1 Aralık 2011

Veciz Sözler

"Bir gün Hasan Kale'de bana, yalnızca yirmi bir yıl yaşadığı halde nasıl olup da binlerce yıl sevgisiz kalmış gibi hissettiğini sormuştu. Yanıt olarak gidip sarıldım ona. Kollarıma güvenirim, sıskanın teki de olsam!"

"Nesteren seni tanıyalı bir yıl bile olmamışken nasıl oluyor da binlerce yıldır sevgine hasretmiş gibi hissediyorum?"

"Bir kere Sulhi çok ama çok sevilmek istiyordu. Bu dünyada, en azından gezegenimizin bu yarıküresinde, çok sevilmek isteyenleri kimse sevmiyor. Acı ama gerçek bu!"

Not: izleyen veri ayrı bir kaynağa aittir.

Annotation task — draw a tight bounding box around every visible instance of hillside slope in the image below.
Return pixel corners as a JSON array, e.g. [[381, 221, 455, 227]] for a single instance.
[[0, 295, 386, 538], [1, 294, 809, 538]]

"Herkesin içinde bir ölü taşıdığı söylenir. Felsefenin, edebiyatın humuslu topraklarında yeşeren bu cümleye bir itirazım yok elbette. Ama şuna ne buyrulur: Sulhi artık nasıl bir diyalektik haltsa bu, içindeki ölüyü taşıyamıyor, sık sık düşürüyordu."

"Sulhi şöyle böğüre böğüre ağlamak istedi. İnsanlığın durumu hiç de iyi değildi, onu düştüğü yerden kurtarmak gerekiyordu. Tanrı, eğer varsa, bir iyilik yapıp bütün kullarının kulağına hiç durmadan "Sen değerlisin, sen değerlisin!" diye fısıldamalı, sırtını sıvazlamalıydı. Her türlü din insanın kendisini önemli bir varlık olarak hissetmesi için uğraşmalıydı. Arkadaş toplantılarında şiir okumak yasaklanmalıydı."

Barış Bıçakçı.

2 yorum:

white rabbit in the forest dedi ki...

altını hafifçe çizdiğim yerlerdi benim de.
"Sulhi artık nasıl bir diyalektik haltsa bu, içindeki ölüyü taşıyamıyor, sık sık düşürüyordu."
okurken acı acı gülümsedim yine..

gokciii dedi ki...

o kısım beni de çok etkiledi, bi güldüm bi ağladım. ne bileyim, tam sulhi işte. gülsen mi ağlasan mı bilemiyorsun.